# Личный опыт  - делать или не делать операцию



## zorg (27 Окт 2015)

Решил написать свою историю, может окажется полезной.
Говорю сразу - все решение принимаете вы и ваш врач, врачи тоже ошибаются, ну и не все йогурты одинакова полезны.


Грыжа у меня лет этак с 14, сейчас мне 32.
На 32 году грыжа (Л5-C1) достигла 11-12мм и скрутила в конец.
Путь стандартный - к Дикулю, там невролог (Федотова) сразу - будем вас на лекарствах спасать.
Врач - хороший, но все ошибаются и все таки нужно слушать здравый смысл (это обращение к врачу). Не помогало ничего, ногу почти перестал чувствовать, немеет до состояния потери чувствительности полной. Боль, ну тут как говориться кто сколько может. Скажем так, я могу терпеть до потери сознания не показывая вида, но потом правда теряю сознание.
Все обезболивающие (кофетин, кетаноф, немесил, нурофен и т.д.) - нулевой эффект, 2 блокады - нулевой эффект.
Когда вернулся в таком состоянии из командировки и сразу к Федотовой, начались разговоры что вы симулируете (можно и потерпеть) и когда я сказал что по 10 бальной боль оцениваю на 10, она начала стебать на тему что 10 это когда скорую вызывают и кричат. Да только в Германии скорую как то не вызвать, а терпел я пока картинка серой не становилась, потом садился, хоть на корточки, отпускало и еще 50 метров мог пройти. Ну после этого к Федотовой я не ходил. Странно что невролог не считается с болью.

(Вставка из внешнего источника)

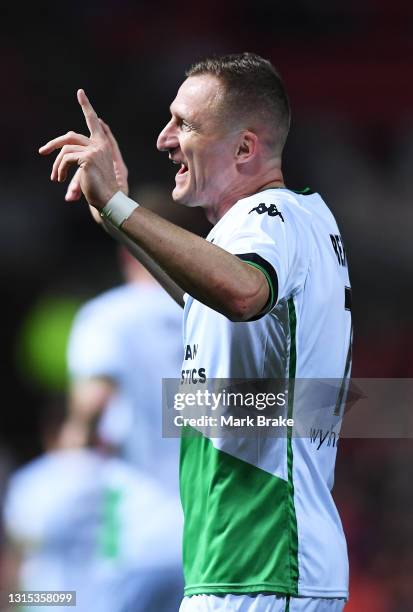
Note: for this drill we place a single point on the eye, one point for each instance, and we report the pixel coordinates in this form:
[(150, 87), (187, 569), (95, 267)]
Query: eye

Пошел к мануальщику - там же у Дикуля. Мужик супер! Ушел походу от туда. 
Он как раз и сказал что попробует меня разблокировать + противовосполительные. Очень аккуратно разбирал и собирал - подарил мне 5 дней жизни в более менее нормальном состоянии. После 5 дней все по новой. И хотя у Дикуля не переваривают оперативное вмешательство, так как не могут его проводить, он мне честно сказал что мне уже нужно к нейрохирургу идти. 
И пошел я к 1 - посмотрел он КТ и сказал, что вариантов у меня ровно 1 - под нож.
Пошел ко 2 - посмотрел он КТ и сказал, что вариантов у меня ровно 1 - под нож и крайне удивился проведя осмотр, что я еще сам хожу и до сих пор не взял больничный.
Дежавю подумал я.

Когда делал обязательный рентген позвоночника перед операцией, рентгенолог дал заключение - компрессионный перелом 2 позвонков - в таком состоянии были позвонки с грыжей (перелома реально не было).
Короче удалили мне грыжу, убрали стеноз (скрытая проблема замедленного действия) в 2 позвонках. Операция 4 часа.

Спустя 9 месяцев спина болит минимально, нога иногда потягивает, но все рефлексы вернулись. проводимость вернулась. Сейчас вспоминаю как было год назад - понимаю что сделал глупость, надо было резаться сразу.

Как что - спрашивайте - расскажу как есть.


----------



## Большой Лев (27 Окт 2015)

*zorg*, спасибо Вам за вашу историю. 
У меня сейчас как раз стоит дилема - делать или не делать. Сама больше склоняюсь к операции, но и боюсь же ее до дрожи в коленях, да еще ко всему и есть бюрократическая и прочие проволочки, непонимание с лечащим неврологом, которая вроде бы и не против оперироваться, но как-то не спешит помогать мне с оформлением всех бумаг. 
Будьте здоровы! Пусть все, что связано с грыжей, будет в прошлом.


----------



## leo1980 (27 Окт 2015)

zorg написал(а):


> Да только в Германии скорую как то не вызвать



ЛОЖЬ абсолютная, без проблемно вызывается и все делается с Вами моментально и рентген и МРТ и т.д.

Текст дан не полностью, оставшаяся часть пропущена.